In the Hue app settings, you’ll now find a “Siri Voice Control” option that will let you migrate your Hue scenes over to HomeKit.
Screenshot by Ry Crist/CNET

That said, you’ll also be able to use Siri to launch any scenes you’ve created in the Hue app, which brings more specific color control into play. To do so, you’ll need to access “Siri Voice Control” in the Hue app’s settings. From there, you’ll be able to tell Hue which scenes you want Siri to control. Hue will then translate them into scenes that follow HomeKit’s coding so Siri can work with them. The Hue team describes this as a big part of HomeKit’s appeal, claiming that Siri is as strong a tool for launching scene changes as the Hue app is for crafting them. I’m inclined to agree.

Of course, Siri isn’t the only voice control platform that can control Hue LEDs. The bulbs already work with the Amazon Echo smart speaker, and more specifically with “Alexa,” the cloud-connected, voice-activated artificial assistant housed within . However, Alexa can only turn Hue lights on or off, or dim them — the engineers at Philips tell me they’re still working with Amazon on programming spoken commands for color changes and scene launches. It’s a battle worth paying attention to as Siri and Alexa duke it out to serve as the smart home’s voice of choice.

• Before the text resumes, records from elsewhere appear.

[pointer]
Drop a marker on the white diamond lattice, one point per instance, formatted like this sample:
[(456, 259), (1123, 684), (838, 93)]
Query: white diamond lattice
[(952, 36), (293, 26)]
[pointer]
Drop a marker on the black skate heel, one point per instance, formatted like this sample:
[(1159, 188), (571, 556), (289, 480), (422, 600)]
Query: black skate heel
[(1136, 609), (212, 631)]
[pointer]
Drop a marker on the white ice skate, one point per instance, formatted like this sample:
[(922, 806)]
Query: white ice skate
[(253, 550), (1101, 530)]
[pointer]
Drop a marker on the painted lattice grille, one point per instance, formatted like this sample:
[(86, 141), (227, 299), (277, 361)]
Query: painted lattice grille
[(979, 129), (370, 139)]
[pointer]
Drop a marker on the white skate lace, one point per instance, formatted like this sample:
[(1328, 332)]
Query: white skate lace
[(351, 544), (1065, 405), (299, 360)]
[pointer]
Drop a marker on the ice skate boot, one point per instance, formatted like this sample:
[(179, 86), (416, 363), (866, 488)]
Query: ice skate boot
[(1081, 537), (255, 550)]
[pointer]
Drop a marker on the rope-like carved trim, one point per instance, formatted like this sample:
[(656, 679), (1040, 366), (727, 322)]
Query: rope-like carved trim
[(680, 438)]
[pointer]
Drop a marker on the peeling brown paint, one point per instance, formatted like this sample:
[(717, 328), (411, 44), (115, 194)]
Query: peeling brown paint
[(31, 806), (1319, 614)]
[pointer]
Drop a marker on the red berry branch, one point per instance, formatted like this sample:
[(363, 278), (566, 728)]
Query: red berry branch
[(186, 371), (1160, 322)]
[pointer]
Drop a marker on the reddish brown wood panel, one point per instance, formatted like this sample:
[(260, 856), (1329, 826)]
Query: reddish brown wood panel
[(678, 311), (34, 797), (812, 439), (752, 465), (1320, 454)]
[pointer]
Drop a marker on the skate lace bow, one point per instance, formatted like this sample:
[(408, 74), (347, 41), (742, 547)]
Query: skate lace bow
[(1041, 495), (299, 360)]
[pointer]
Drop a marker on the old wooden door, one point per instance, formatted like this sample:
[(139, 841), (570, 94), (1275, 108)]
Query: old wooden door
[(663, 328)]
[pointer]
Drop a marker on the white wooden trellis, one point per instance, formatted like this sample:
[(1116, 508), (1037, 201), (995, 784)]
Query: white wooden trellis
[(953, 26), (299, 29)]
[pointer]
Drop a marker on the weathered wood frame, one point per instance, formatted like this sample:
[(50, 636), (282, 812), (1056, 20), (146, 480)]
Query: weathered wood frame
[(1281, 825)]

It’s also worth noting that the new Hue Bridge isn’t a HomeKit-specific product, but rather a bridge that includes HomeKit support as one of a growing number of options for smart home control. Philips wants to stay future-proof and platform-agnostic as the connected home continues to develop, which means that you’ll still be able to integrate your Hue bulbs with non-HomeKit controllers including SmartThings , Staples Connect , and IFTTT. Hue’s team also tells me that they plan on adding support for Google’s Weave connected home protocol through a firmware upgrade down the line. That’s a distinctly different approach than the other HomeKit-compatible gadgets we’ve seen thus far, all of which put most (if not all) of their eggs into Apple’s basket.

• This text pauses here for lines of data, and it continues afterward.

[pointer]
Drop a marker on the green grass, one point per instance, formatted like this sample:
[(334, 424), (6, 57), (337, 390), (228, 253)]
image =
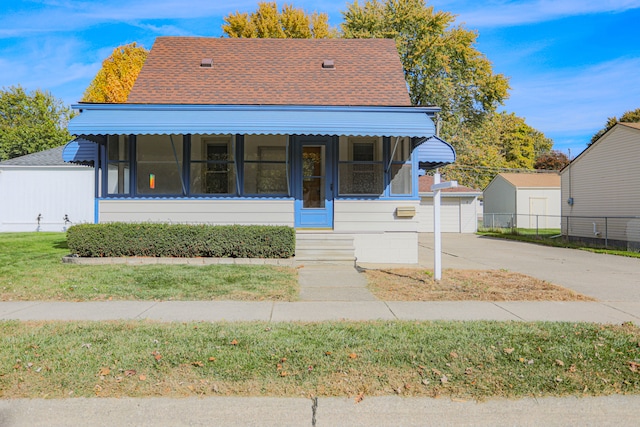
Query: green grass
[(461, 359), (31, 269), (544, 237)]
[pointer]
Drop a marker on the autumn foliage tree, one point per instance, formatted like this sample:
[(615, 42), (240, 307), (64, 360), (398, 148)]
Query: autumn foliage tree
[(119, 72), (269, 22), (502, 141), (551, 160), (31, 122), (441, 64)]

Those gadgets include the Insteon Hub Pro , the iDevices Switch , and the Elgato Eve Room temperature and humidity sensor. With the new Hue Bridge, you’ll be able to control your bulbs alongside all of them within iOS. You could link your bulbs with a HomeKit-compatible door lock like the Schlage Sense Deadbolt , then group everything so that your lights turn off and your door locks with a single Siri command.

You’ll also be able to control Hue bulbs in other HomeKit-compatible apps, and add pre-programmed color changes to your HomeKit-specific scenes. For instance, you’ll already find a smart bulb color selector in the Insteon+ HomeKit app — you could use it to create a “Workout” scene that flips a fan on and turns the lights bright blue whenever you tell Siri to run it. Third-party HomeKit control apps that aren’t tied to a specific product are already starting to pop up, too. Expect coverage and reviews of all of it as HomeKit continues to mature.